The command to praise God is paralyzing.

Regardless of who or what we think God is, we don't know how to offer praise. We praise those we patronize, like children or subordinates and we praise those who have not yet disappointed us, though we suspect they will, like politicians at the beginning of their terms.

But for many Jews, exhortations to “Praise the Lord” can feel foreign if not absolutely bizarre. Discuss the Lord? Sure; Seek the Lord? Perhaps. But praise the Lord? Critique is so much easier to offer - it allows us to maintain our distance and spare ourselves from disappointment.

But critique is not what is called for.

Pslam 150 is the end of the Book of Psalms and it begins like a steamroller. “Praise the Lord!” the psalmist demands. “Praise Him in his sanctuary and strength, praise Him for His might and greatness! Praise Him!”

For many, this can be easier said than done. As Rabbi Nancy Flam puts it, “What are these mighty deeds, this abundant greatness? ...I cannot praise a power who willfully changes the laws of nature to help a particular people.”

For many, the greatness of God is an abstraction and the demand to praise it is a farce.

But at the very end of the psalm, the very last line of the Book of Psalms, the Psalmist shows his hand and lets us know what he means by praise: כֹּל הַנְּשָׁמָה תְּהַלֵּל יָהּ / Every breath praises Yah.

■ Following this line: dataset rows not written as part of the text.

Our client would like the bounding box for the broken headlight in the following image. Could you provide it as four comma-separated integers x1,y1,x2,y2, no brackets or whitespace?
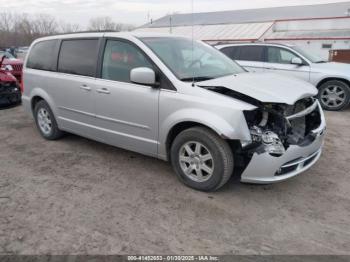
242,126,286,156
261,131,286,156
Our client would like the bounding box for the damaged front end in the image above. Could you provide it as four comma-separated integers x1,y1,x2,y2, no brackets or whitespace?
0,81,22,107
198,76,325,183
240,97,326,183
242,97,322,156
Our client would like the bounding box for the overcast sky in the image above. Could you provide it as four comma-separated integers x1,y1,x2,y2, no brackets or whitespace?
1,0,349,27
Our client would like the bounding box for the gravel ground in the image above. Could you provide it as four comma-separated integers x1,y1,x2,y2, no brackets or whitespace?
0,105,349,255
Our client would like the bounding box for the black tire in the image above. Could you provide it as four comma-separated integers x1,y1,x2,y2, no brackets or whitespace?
170,127,234,192
317,80,350,111
34,100,64,140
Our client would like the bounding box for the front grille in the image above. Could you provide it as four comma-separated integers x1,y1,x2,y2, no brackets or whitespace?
285,98,321,144
12,64,23,72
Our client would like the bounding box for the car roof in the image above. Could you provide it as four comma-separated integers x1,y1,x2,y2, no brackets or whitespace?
215,42,296,49
32,32,187,43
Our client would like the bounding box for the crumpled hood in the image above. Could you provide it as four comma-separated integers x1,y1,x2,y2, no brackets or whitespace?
197,72,318,105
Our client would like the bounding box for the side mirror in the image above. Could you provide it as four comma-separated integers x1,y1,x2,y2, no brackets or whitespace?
130,67,156,86
291,57,303,66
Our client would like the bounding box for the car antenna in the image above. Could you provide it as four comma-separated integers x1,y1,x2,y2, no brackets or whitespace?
191,0,195,87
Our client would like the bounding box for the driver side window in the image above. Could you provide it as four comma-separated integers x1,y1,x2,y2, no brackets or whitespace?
267,47,299,64
102,40,153,83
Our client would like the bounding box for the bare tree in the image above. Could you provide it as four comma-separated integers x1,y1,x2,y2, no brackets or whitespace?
0,13,135,48
88,16,134,32
33,14,58,35
88,16,117,31
59,22,81,33
0,13,14,32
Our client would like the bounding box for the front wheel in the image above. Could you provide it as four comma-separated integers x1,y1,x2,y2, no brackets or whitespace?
317,80,350,111
170,127,234,192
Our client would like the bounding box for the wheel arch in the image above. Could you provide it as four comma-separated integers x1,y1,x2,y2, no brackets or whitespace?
317,77,350,89
163,121,243,162
158,108,251,161
28,88,58,117
31,96,44,113
165,121,207,161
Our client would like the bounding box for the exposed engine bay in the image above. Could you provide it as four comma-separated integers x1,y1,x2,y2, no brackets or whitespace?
200,86,322,157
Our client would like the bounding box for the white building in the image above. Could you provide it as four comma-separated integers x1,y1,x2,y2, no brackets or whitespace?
135,2,350,60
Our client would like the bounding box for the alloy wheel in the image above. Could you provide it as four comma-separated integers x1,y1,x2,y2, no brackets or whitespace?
37,108,52,135
179,141,214,183
320,85,346,109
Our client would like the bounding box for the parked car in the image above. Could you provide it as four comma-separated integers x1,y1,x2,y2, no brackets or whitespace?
0,55,21,107
0,50,23,83
16,47,30,60
22,33,326,191
216,43,350,111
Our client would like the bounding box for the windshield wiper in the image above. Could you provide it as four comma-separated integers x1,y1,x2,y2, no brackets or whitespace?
180,76,215,82
315,60,327,63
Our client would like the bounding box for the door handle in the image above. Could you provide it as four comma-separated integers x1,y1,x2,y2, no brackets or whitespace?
80,84,92,91
97,88,110,94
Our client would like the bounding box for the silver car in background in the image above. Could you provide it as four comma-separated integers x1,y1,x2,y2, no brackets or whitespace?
22,33,326,191
216,43,350,111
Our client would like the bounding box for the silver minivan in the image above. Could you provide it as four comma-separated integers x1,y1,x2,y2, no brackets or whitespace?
23,33,326,191
216,43,350,111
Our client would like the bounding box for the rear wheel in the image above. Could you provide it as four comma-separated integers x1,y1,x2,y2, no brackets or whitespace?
317,80,350,111
170,127,234,192
34,100,64,140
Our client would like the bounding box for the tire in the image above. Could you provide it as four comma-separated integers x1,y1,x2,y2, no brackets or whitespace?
170,127,234,192
317,80,350,111
34,100,64,140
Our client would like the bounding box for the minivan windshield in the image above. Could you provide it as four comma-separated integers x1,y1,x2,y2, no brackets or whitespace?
140,37,245,82
291,46,326,63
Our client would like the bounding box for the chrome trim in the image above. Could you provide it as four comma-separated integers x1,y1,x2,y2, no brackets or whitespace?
58,106,95,117
58,106,150,130
281,150,320,168
95,114,150,130
311,101,327,136
286,100,318,121
80,85,92,91
59,117,158,145
96,88,110,94
241,149,322,184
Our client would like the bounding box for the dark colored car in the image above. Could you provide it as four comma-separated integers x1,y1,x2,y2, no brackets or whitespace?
0,51,23,83
0,56,21,107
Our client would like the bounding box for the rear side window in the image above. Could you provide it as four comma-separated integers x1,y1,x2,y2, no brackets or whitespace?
267,47,300,64
237,46,265,62
220,46,240,60
58,39,99,77
27,40,58,71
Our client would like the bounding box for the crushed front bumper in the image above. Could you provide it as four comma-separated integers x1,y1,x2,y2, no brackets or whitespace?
0,84,22,107
241,101,326,184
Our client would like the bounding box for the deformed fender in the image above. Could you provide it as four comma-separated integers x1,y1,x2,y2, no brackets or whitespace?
158,108,251,160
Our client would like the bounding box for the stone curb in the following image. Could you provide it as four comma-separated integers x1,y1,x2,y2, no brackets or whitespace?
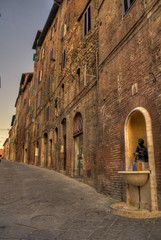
111,202,161,219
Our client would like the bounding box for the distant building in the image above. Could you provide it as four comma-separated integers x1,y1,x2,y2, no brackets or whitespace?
16,73,33,163
0,148,3,158
3,138,9,160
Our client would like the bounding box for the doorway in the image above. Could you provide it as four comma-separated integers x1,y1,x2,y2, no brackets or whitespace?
74,133,83,177
73,112,83,177
64,135,66,170
62,118,67,171
24,148,27,164
43,133,48,167
35,141,39,166
49,139,52,168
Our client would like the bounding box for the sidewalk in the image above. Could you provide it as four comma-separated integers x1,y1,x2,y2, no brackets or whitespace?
0,159,161,240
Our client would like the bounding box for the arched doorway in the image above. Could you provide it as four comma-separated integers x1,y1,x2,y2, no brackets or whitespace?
124,107,158,211
73,113,83,177
35,141,39,166
24,148,28,164
61,118,67,171
43,133,48,167
54,128,59,170
49,138,53,168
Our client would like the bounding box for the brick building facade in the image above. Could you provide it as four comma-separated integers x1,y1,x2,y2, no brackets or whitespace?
98,0,161,209
15,73,33,163
10,0,99,187
6,0,161,209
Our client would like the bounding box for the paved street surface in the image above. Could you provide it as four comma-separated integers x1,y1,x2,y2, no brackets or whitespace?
0,160,161,240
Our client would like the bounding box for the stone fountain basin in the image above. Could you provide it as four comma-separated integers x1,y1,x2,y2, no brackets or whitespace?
118,171,150,187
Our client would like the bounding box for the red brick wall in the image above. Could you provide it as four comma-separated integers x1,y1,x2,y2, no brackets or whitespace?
98,0,161,202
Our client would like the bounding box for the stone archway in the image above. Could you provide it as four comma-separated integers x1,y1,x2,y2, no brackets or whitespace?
124,107,158,211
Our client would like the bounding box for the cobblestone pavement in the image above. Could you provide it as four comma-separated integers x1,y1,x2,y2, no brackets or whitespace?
0,160,161,240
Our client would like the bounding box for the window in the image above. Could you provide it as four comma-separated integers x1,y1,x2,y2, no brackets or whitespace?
46,106,50,121
84,5,91,36
24,98,26,106
35,77,37,89
54,18,57,32
32,101,35,112
47,76,50,94
41,49,43,60
50,27,53,40
55,128,58,143
38,71,40,83
61,24,64,40
50,48,53,64
31,84,34,96
41,44,45,60
38,69,42,83
122,0,136,14
66,13,69,30
61,49,66,70
37,91,41,108
55,98,57,108
77,68,81,93
37,122,40,135
61,84,64,101
55,98,58,117
30,105,32,115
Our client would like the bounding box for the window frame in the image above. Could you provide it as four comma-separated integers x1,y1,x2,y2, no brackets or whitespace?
50,48,53,65
84,5,92,36
31,84,34,96
61,24,64,40
46,106,50,121
35,77,37,89
38,70,42,83
37,91,41,109
47,75,50,94
50,27,53,40
54,18,57,32
61,49,66,70
122,0,136,15
66,13,69,31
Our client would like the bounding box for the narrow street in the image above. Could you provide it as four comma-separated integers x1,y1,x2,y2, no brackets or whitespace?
0,160,161,240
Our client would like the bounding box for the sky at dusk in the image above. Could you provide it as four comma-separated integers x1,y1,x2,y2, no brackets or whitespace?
0,0,54,148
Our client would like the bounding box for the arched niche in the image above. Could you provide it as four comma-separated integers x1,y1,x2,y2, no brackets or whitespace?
124,107,158,211
127,111,147,167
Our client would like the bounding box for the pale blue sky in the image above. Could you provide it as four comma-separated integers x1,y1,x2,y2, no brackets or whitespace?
0,0,53,148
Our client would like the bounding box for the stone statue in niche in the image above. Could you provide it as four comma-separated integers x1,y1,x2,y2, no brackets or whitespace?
134,138,148,162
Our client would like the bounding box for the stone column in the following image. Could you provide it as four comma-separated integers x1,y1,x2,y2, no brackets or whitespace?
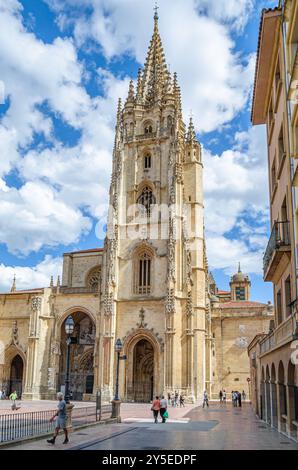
23,297,41,400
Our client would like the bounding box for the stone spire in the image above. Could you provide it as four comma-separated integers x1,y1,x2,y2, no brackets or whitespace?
10,274,16,293
116,98,122,124
141,8,169,104
173,72,182,116
136,68,143,103
238,262,241,273
126,79,135,105
50,276,54,288
186,117,198,144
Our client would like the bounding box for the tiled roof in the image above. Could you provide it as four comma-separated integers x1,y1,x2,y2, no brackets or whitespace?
217,290,230,294
220,301,267,308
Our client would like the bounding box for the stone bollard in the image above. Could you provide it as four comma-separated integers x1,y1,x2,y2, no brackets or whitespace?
65,403,74,431
111,399,121,423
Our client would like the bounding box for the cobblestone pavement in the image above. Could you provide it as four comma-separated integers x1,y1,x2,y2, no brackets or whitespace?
3,402,298,450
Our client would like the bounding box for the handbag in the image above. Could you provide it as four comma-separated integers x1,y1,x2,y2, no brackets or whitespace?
163,410,169,419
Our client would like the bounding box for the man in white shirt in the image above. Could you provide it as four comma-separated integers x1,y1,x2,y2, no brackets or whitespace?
159,395,168,423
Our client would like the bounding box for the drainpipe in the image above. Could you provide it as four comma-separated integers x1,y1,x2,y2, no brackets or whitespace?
280,0,298,301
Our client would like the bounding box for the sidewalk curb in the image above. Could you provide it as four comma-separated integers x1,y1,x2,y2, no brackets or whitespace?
0,418,117,449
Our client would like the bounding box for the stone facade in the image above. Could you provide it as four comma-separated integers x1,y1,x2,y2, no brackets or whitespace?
206,268,273,399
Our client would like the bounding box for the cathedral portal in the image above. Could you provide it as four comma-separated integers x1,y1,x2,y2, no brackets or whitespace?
132,339,154,403
58,312,95,400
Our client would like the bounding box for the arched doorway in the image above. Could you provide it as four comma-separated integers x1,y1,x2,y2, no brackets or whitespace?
9,355,23,398
58,312,95,400
132,339,154,403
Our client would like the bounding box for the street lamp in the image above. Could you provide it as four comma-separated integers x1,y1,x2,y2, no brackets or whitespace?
64,315,74,404
114,338,123,401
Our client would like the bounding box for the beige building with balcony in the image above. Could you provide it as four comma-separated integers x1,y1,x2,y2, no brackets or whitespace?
208,267,273,400
250,1,298,441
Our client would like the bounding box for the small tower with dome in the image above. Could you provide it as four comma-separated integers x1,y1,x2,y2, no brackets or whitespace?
230,263,251,301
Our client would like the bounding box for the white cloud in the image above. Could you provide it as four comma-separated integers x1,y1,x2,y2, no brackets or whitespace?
195,0,254,32
0,181,91,255
0,0,269,280
0,1,129,254
204,125,269,275
44,0,256,133
0,255,62,292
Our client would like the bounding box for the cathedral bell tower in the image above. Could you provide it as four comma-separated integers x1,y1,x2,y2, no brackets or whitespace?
99,10,206,403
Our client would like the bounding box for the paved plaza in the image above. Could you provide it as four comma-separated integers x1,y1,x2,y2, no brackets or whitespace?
2,402,298,450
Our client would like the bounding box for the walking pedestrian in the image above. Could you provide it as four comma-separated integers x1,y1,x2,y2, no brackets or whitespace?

Every breath - every inhalation and every exhalation, every transformation of oxygen into energy, every song, every moan, every cry, every moment in which we breathe is the praise of Yah. In the words of Rabbi Abraham Joshua Heschel, “Every moment is a new arrival, a new bestowal. Just to be is a blessing, just to live is holy. The moment is the marvel.”

 

May we and our children and our children's’ children all praise Yah, now and forever more.